Ragazzino di 15 anni disabile sequestrato da una baby gang, seviziato per ore e gettato nel Po.
Una notte di Halloween trasformata in un film dell’orrore. A Moncalieri, alle porte di Torino, un ragazzo di 15 anni con disabilità è stato attirato con l’inganno da un gruppo di coetanei, rinchiuso in un bagno per ore, seviziato, umiliato e infine gettato in un corso d’acqua. Una violenza brutale, organizzata e portata avanti da quella che gli investigatori definiscono una vera e propria baby-gang.
Secondo quanto emerso, i giovani avrebbero prima sottratto il cellulare alla vittima, isolandola. Poi sarebbero passati alle umiliazioni: gli hanno rasato i capelli e la barba contro la sua volontà, lo hanno picchiato e – secondo la denuncia – lo avrebbero persino bruciato con una sigaretta alla caviglia. Dopo le sevizie, lo avrebbero caricato e accompagnato fino alla riva del fiume, dove lo hanno spinto in acqua.
Il ragazzo, fradicio e sotto shock, è riuscito a salvarsi da solo, raggiungendo un’abitazione vicina per chiedere aiuto. I residenti hanno immediatamente allertato i soccorsi: il 15enne è stato trasportato in ospedale con evidenti segni di percosse e in stato di forte trauma psicologico.
Le indagini sono ora nelle mani dei Carabinieri di Torino, che stanno ricostruendo l’intera dinamica e identificando il gruppo responsabile. La Procura valuterà le ipotesi di reato, che potrebbero includere sequestro di persona, lesioni aggravate, tortura e violenza di gruppo. La posizione della vittima – minorenne e con disabilità – rende i fatti ancora più gravi sul piano penale.

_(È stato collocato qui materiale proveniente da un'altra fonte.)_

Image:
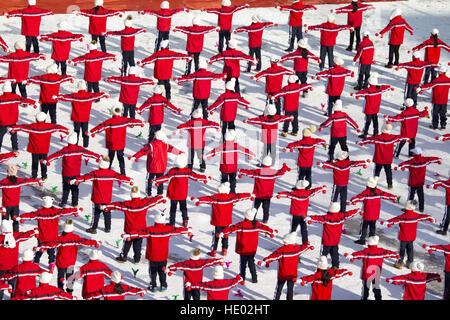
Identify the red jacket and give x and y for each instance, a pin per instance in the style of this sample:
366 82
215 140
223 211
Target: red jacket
93 64
384 146
222 206
247 235
19 64
156 104
178 179
9 107
225 15
61 43
373 97
202 82
116 131
306 148
228 102
408 224
156 152
197 129
40 135
264 179
102 185
231 58
415 283
319 290
288 257
332 225
82 103
98 18
71 159
336 79
372 258
397 27
93 274
338 122
48 221
163 60
129 87
135 211
11 191
31 19
127 37
9 257
300 63
372 202
229 152
329 32
195 36
269 126
255 32
158 237
164 17
418 169
50 84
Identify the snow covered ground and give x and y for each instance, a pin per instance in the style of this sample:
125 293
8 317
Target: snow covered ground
421 15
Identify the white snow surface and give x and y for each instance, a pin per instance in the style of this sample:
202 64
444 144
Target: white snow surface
421 15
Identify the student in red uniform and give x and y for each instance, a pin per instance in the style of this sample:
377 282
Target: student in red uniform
255 32
31 23
396 26
103 179
127 40
415 283
40 134
164 21
135 211
247 241
371 198
193 272
221 212
288 257
98 17
61 44
265 178
158 237
194 43
372 258
225 20
322 280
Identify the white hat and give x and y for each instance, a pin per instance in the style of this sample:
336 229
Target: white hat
116 277
302 184
250 214
290 238
68 226
267 161
373 241
334 207
230 135
218 272
181 161
337 105
224 187
417 266
45 277
47 202
371 182
322 263
95 254
292 78
41 116
28 255
338 61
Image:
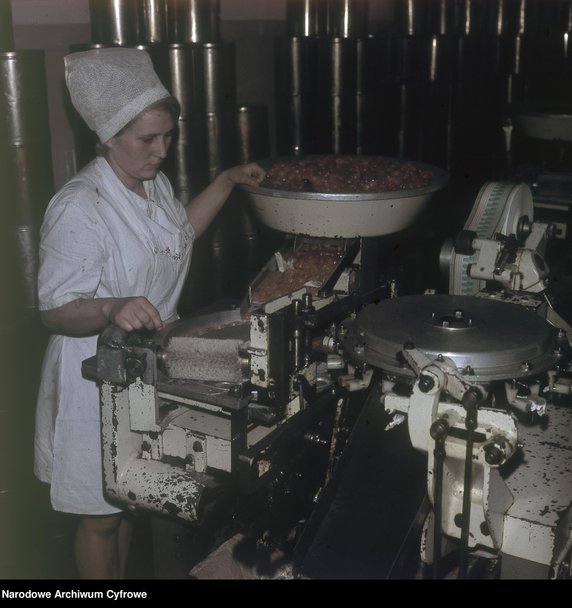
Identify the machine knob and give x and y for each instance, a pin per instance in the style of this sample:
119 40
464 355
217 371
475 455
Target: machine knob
464 242
493 454
135 366
426 383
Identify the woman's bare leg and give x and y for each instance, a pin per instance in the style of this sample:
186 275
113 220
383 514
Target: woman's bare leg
97 547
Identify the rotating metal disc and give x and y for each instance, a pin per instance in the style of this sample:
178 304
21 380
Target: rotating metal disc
487 340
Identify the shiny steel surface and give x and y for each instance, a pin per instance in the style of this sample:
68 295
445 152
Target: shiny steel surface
487 340
23 97
6 26
154 21
342 215
114 21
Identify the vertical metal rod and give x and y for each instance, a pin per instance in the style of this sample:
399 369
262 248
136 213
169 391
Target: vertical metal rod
438 431
470 402
439 453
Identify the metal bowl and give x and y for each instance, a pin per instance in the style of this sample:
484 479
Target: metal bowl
352 215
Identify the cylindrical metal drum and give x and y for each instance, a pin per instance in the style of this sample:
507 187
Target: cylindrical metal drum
435 58
185 164
217 61
114 21
253 139
338 66
153 22
293 125
159 54
186 79
297 63
336 115
25 161
6 27
221 148
253 134
348 18
306 18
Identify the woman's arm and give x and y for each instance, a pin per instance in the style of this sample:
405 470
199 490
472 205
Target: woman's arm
203 208
83 317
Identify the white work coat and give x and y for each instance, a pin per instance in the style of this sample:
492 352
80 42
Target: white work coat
98 239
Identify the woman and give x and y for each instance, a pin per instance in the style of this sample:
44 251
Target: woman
115 247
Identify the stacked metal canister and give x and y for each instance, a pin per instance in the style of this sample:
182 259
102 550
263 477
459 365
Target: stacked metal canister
318 80
437 84
25 166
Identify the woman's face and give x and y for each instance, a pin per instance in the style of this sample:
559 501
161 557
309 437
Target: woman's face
137 152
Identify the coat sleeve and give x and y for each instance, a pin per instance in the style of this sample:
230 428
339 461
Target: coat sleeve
72 253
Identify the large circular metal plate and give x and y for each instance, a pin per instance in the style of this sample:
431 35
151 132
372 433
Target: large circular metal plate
343 215
487 340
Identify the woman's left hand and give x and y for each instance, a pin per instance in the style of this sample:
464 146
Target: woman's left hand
250 174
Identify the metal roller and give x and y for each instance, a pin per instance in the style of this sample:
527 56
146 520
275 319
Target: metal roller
114 21
6 27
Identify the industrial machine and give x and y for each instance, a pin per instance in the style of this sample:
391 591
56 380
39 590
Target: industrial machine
227 401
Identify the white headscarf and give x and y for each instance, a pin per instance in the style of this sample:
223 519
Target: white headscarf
109 87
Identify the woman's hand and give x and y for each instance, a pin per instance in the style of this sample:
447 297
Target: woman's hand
204 207
83 317
133 313
251 174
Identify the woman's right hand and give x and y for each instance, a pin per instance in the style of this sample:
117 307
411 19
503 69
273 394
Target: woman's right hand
133 313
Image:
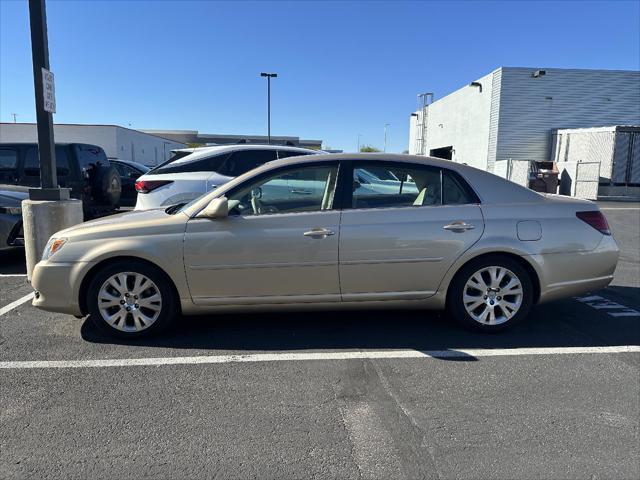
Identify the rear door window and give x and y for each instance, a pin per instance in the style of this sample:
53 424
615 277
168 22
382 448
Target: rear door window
31 168
8 165
242 161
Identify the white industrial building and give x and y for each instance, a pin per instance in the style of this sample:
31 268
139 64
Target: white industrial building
514 113
119 143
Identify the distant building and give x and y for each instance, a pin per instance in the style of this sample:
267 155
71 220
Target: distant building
193 136
118 142
512 113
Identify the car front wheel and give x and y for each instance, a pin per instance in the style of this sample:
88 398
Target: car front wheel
491 293
131 299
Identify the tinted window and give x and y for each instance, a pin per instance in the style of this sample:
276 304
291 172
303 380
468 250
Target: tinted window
32 162
306 189
242 161
120 168
455 190
8 164
375 185
184 164
89 155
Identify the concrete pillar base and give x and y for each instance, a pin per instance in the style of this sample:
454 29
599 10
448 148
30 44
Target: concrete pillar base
41 219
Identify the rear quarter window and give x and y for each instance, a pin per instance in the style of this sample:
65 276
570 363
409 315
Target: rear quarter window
8 164
89 155
31 166
183 164
455 190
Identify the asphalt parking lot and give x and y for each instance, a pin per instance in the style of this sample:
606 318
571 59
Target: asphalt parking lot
340 395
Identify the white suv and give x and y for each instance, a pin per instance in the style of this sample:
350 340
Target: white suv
192 172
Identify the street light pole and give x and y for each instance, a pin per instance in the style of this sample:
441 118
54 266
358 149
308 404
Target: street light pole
385 136
269 77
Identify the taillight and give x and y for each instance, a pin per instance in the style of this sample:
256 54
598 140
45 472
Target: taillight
595 219
146 186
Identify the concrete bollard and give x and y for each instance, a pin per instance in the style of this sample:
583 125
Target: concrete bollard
41 219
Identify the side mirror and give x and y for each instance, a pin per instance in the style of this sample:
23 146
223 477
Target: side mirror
217 208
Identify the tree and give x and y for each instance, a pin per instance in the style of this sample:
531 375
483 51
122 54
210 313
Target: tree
369 148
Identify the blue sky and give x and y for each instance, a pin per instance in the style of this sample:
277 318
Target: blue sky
345 68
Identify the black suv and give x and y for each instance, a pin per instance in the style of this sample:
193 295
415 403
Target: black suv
85 169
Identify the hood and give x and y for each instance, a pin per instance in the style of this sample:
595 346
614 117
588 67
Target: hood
135 222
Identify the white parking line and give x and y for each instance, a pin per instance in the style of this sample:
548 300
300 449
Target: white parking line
296 357
15 304
620 208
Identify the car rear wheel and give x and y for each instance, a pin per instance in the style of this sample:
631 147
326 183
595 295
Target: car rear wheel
491 293
131 299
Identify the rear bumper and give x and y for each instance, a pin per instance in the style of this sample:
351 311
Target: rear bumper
565 275
57 286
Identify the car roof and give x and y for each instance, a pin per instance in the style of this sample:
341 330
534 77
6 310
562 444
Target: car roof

Il caso ha scosso profondamente la comunità: non si tratta di una “ragazzata”, ma di un atto organizzato, violento e disumano. Un segnale inquietante che riporta al centro il tema delle baby-gang, della deriva di alcuni gruppi giovanili e della mancanza di controllo su dinamiche di violenza crescente fra minori.
La famiglia del ragazzo ha chiesto riservatezza, mentre i cittadini di Moncalieri attendono risposte e misure concrete. La domanda che ora rimbalza è una sola: come è possibile che adolescenti arrivino a simili livelli di crudeltà?